KUALA LUMPUR, June 26 — A women’s rights group today criticised the government and the Malaysian Trades Unions Congress’ (MTUC) decision to abstain from supporting an international treaty on harassment at work.
The All Women’s Action Society (Awam) said that the International Labour Organisation (ILO) treaty in Geneva, which addresses sexual harassment in the workplace, was a step towards making workplaces more accessible for women.
“Ensuring that women feel welcome and safe at the workplace is a serious concern — not only from an economic point of view but also to ensure that women earn a living wage and are able to make financial decisions independently.
“There is no point in creating a quota or opportunities for women if basic requirements like a violence-free and harassment-free workplace are not realised,” the statement read.
Awam added that a proper and comprehensive sexual harassment policy at the workplace would set the foundation for better working environments and working relationships while improving productivity.
The group thus said it was extremely disappointed with the decision by Pakatan Harapan (PH) and MTUC to abstain from voting for the treaty that incorporated principles from the Convention on the Elimination of all Forms of Discrimination Against Women (Cedaw).
It then cited International Monetary Fund (IMF) managing director Christine Lagarde’s remark during her visit last week, where she highlighted increasing Malaysia’s productivity and focus on creating opportunities for women while maintaining the push for women empowerment.
“Malaysia Bahru means hope for the rakyat and it is time we viewed these opportunities for progress with the bigger picture in mind, rather than focusing on making a minority group the scapegoat for not moving forward,” the group added.

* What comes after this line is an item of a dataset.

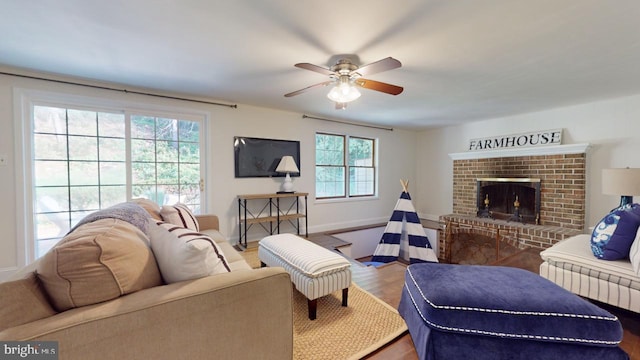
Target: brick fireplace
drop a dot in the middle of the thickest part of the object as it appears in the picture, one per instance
(562, 175)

Last Friday, ILO member governments, worker representatives, and employers’ organisations adopted a new treaty against violence and harassment in the workplace after spending two years negotiating the text.
The treaty aims to protect workers, regardless of contractual status, from harassment in places where they are paid, taking a rest, eating or using sanitary facilities.
It also covers work-related trips, training, social activities, communications and commutes.
All but six governments voted in favour of the pact, with Russia, Singapore, El Salvador, Malaysia, Paraguay and Kyrgyzstan abstaining.